For democracies to endure, citizens must accept two most basic requirements: first, that voters make the effort to educate themselves about their political world. Which, in today’s calamitous climate, means ceaseless effort to extricate singular truths from multitudinous lies.
Second, the lifeblood of functioning democracies – no longer of interest to MAGA Republicans and their propagandistic progenitors – is willingness to accept electoral, legislative, and judicial outcomes with which one disagrees. Including support for the peaceful, post-election transfer of power. Which is not to suggest remaining silent or forgoing working to effect change.

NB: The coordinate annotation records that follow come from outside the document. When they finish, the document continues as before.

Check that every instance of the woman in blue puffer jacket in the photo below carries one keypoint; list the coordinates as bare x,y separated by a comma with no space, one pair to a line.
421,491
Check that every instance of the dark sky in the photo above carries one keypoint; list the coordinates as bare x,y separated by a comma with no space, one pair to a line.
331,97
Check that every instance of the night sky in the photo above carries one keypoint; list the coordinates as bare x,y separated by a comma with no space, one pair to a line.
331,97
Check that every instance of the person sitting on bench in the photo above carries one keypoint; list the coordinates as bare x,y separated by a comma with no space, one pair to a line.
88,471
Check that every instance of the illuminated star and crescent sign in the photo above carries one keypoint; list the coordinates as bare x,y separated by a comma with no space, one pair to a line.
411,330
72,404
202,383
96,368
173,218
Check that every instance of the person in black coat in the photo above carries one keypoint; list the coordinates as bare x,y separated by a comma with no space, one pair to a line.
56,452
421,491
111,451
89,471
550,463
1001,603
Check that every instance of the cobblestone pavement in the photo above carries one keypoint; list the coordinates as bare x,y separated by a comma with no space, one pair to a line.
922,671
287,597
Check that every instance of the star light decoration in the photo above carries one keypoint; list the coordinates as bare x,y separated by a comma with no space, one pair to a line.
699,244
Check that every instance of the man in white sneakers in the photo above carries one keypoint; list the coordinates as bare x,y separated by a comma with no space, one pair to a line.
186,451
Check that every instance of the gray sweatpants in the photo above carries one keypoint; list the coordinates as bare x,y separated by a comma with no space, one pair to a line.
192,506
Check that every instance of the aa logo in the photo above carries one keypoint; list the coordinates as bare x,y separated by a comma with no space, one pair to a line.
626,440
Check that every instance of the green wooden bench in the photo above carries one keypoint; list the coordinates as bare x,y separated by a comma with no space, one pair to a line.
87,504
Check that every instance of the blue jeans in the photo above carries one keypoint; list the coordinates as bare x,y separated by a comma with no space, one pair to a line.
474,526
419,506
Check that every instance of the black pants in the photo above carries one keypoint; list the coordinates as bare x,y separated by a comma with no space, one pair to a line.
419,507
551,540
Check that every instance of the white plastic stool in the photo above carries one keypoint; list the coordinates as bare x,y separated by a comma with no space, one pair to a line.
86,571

Because that’s the thing about democracies: not everyone agrees with you, and sometimes they win. MAGA is code for “return all power to white Christian males.” As that goal is threatened by our Constitutionally-mandated democratic processes, Trumpists are attempting to end them. Election denial is democracy rejection. It’s not mysterious.
The hard work of democracy affords little time off, whereas submitting to authoritarianism is a full-time vacation from responsibilities of citizenship. Go to rallies, thrill to the stoking. Trust your deified leader to tell you what to think, who’s your enemy, whom to blame for your failures; who’s your inferior, trying to take what you have. Or had, before that voting thing. Which must be repudiated, along with the undesirables it empowers. It’s history, in repetition mode.
And it’s Trump’s greatest con. And R leaders’. And every right-wing media star’s. Convincing millions who think they love this country to reject its indispensable Constitutional principles, while believing they’re upholding them. Accepting intentional destruction of democracy-preserving public education and fair elections. Persuaded to extinguish democracy, assured that, in doing so, they’re saving themselves. Ceding power (and riches) to Trumpic clones, who’ll protect them from not-them.
It's ironic. Once their preferred autocracy is established, they’ll have no more power than the ones from whom they think they regained it. Democracy, they’ll discover, is what kept them safe. It’s a lesson too late for the learning, made of lies, made of lies.